Attestation Carrez : tout savoir sur la loi et ses obligations

L’attestation Carrez est un sujet incontournable pour quiconque s’intéresse à l’immobilier en France. Mais que savez-vous réellement de cette loi, de son histoire et de ses obligations ? Dans cet article, nous vous proposons un tour d’horizon complet, afin de vous aider à mieux comprendre les tenants et aboutissants de l’attestation Carrez.

Qu’est-ce que la loi Carrez ?

La loi Carrez, du nom de son initiateur Gilles Carrez, est une législation française relative à la vente de biens immobiliers en copropriété. Elle a été promulguée le 18 décembre 1996 et vise à protéger les acquéreurs en leur garantissant une information précise sur la superficie du bien qu’ils s’apprêtent à acheter. La loi impose ainsi au vendeur de mentionner la superficie privative du lot vendu dans tous les documents relatifs à la vente (annonce, compromis, acte).

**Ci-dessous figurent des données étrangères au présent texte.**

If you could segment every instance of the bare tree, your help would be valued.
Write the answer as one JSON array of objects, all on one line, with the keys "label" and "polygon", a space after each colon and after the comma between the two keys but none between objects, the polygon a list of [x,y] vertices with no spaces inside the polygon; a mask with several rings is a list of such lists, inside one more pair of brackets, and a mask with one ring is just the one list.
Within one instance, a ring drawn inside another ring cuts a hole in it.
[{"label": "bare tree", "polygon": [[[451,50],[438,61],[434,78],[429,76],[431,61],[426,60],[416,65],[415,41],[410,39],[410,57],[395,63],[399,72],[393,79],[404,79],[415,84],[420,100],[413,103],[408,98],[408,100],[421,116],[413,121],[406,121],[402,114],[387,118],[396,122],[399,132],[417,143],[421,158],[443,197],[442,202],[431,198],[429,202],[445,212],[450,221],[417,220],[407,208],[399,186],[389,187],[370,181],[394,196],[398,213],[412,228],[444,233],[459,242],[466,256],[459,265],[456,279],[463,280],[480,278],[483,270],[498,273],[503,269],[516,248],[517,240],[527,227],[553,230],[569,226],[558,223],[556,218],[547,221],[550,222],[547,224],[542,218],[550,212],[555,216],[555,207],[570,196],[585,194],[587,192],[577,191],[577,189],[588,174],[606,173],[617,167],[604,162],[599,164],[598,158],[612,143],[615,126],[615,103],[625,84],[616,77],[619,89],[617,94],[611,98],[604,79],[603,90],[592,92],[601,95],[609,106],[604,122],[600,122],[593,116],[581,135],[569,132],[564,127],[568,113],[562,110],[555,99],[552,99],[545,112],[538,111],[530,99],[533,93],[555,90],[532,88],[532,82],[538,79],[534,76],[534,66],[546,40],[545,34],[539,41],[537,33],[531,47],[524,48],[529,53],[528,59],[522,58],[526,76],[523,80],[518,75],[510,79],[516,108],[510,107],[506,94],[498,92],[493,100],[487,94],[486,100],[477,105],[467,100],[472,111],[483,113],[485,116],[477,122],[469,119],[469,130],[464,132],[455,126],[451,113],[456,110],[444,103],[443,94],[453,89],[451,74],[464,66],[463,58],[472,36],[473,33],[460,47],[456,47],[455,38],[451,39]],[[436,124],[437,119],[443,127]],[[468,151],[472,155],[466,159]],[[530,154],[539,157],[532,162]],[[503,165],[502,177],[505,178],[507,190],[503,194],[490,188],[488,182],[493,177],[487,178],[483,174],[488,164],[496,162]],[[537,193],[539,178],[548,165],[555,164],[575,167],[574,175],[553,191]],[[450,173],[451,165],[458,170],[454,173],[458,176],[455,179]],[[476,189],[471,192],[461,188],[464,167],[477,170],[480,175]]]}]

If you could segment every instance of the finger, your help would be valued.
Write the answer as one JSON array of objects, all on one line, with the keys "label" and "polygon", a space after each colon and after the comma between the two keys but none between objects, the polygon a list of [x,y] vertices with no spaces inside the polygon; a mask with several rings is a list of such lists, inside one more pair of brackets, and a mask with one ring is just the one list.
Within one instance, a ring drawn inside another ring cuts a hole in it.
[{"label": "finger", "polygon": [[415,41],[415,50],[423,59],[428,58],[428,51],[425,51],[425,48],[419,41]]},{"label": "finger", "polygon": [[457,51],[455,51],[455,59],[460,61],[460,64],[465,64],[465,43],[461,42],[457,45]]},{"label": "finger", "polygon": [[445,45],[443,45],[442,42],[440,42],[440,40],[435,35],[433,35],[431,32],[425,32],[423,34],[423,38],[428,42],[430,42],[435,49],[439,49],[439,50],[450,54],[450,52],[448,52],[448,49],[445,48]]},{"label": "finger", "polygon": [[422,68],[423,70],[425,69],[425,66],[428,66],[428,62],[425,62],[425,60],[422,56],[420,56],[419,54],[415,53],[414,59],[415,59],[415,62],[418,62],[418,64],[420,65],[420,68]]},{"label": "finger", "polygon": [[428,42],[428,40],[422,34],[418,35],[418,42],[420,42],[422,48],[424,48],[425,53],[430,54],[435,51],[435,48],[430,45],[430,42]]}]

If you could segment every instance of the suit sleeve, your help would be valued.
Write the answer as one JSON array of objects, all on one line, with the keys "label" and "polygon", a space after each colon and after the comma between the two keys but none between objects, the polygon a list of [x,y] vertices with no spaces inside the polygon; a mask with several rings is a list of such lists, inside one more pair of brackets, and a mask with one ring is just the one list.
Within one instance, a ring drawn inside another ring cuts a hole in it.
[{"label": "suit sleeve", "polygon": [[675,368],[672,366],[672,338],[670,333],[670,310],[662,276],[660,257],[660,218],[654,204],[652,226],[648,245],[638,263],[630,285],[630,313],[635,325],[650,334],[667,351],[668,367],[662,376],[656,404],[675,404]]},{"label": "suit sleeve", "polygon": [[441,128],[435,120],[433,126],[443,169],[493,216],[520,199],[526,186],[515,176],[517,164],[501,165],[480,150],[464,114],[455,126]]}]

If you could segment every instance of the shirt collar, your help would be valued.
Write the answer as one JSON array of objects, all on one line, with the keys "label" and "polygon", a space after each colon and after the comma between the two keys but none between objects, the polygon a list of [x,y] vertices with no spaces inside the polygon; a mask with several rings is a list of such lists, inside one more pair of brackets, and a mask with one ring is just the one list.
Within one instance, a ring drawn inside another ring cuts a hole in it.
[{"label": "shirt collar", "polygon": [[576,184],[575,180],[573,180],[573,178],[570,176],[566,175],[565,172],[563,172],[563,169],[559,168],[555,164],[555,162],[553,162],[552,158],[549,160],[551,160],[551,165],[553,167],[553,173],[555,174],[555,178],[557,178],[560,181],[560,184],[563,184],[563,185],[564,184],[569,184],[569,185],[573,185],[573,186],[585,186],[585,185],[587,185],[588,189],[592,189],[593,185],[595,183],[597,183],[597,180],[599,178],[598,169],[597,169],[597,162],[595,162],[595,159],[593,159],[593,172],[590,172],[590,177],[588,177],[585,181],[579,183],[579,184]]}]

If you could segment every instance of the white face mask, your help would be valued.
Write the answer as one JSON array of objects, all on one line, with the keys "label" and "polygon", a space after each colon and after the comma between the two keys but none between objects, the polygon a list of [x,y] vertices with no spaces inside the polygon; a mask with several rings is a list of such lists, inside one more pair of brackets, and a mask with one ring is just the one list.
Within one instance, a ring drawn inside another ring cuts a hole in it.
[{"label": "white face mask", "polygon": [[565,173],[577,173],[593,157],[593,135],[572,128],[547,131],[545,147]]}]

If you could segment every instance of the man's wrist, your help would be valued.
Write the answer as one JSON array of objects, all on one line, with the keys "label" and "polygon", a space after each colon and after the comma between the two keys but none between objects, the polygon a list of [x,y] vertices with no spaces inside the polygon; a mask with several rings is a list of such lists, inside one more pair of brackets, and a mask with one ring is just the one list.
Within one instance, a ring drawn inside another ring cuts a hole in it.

L’obligation d’établir un mesurage Carrez

Pour être en conformité avec cette législation, il est nécessaire d’établir un mesurage Carrez. Ce document doit être réalisé par un professionnel qualifié tel qu’un architecte, un géomètre ou un diagnostiqueur immobilier certifié. Il doit être annexé au compromis de vente ou à l’acte authentique. Le mesurage doit prendre en compte uniquement les surfaces closes et couvertes ayant une hauteur sous plafond d’au moins 1,80 mètre. Les lots de copropriété de moins de 8 m² ne sont pas concernés par cette obligation.

Les conséquences en cas d’erreur de mesurage

Si l’acquéreur constate une erreur de plus de 5% entre la superficie mentionnée dans l’attestation Carrez et la réalité, il peut demander une diminution du prix de vente proportionnelle à la différence constatée. Cette action doit être intentée devant le tribunal compétent dans un délai d’un an à compter de l’acte authentique de vente. Passé ce délai, l’acquéreur ne pourra plus exercer cette action.

L’exclusion de certaines surfaces

Il est important de noter que certaines surfaces ne sont pas prises en compte dans le calcul de la superficie privative selon la loi Carrez. Parmi celles-ci figurent les caves, garages, emplacements de stationnement, combles non aménagés ou encore les terrasses et balcons. De même, les parties communes et les éléments extérieurs au lot vendu ne sont pas inclus dans le mesurage.

Attestation Carrez : des exceptions à connaître

Bien que la loi Carrez s’applique à l’ensemble des biens immobiliers situés en copropriété, il existe quelques exceptions. Ainsi, les ventes portant sur des maisons individuelles ou sur des biens agricoles ne sont pas soumises à cette obligation. De même, les ventes en l’état futur d’achèvement (VEFA) ou les ventes à construire ne sont pas concernées par la loi Carrez.

Le rôle du notaire dans l’application de la loi Carrez

Le notaire joue un rôle essentiel dans le respect des obligations liées à la loi Carrez. Il veille notamment à ce que le mesurage soit réalisé par un professionnel compétent et que l’attestation soit annexée aux actes de vente. En cas de litige, c’est également le notaire qui informera l’acquéreur des recours possibles et des délais pour agir en justice.

La responsabilité du vendeur en cas de défaut d’information

Si le vendeur omet de mentionner la superficie privative du lot vendu ou s’il fournit une attestation erronée, il engage sa responsabilité. L’acquéreur pourra alors demander une diminution du prix de vente ou, dans certains cas, demander l’annulation de la vente. La jurisprudence a également établi que si le vendeur remet volontairement une attestation erronée, il peut être poursuivi pour dol (tromperie).

Pour conclure, l’attestation Carrez est un élément incontournable dans le cadre d’une vente immobilière en copropriété. Elle garantit une information précise sur la superficie du bien vendu et protège ainsi les intérêts des acquéreurs. Les vendeurs ont tout intérêt à faire appel à un professionnel qualifié pour réaliser le mesurage et à veiller au respect des obligations liées à la loi Carrez afin d’éviter tout litige ultérieur.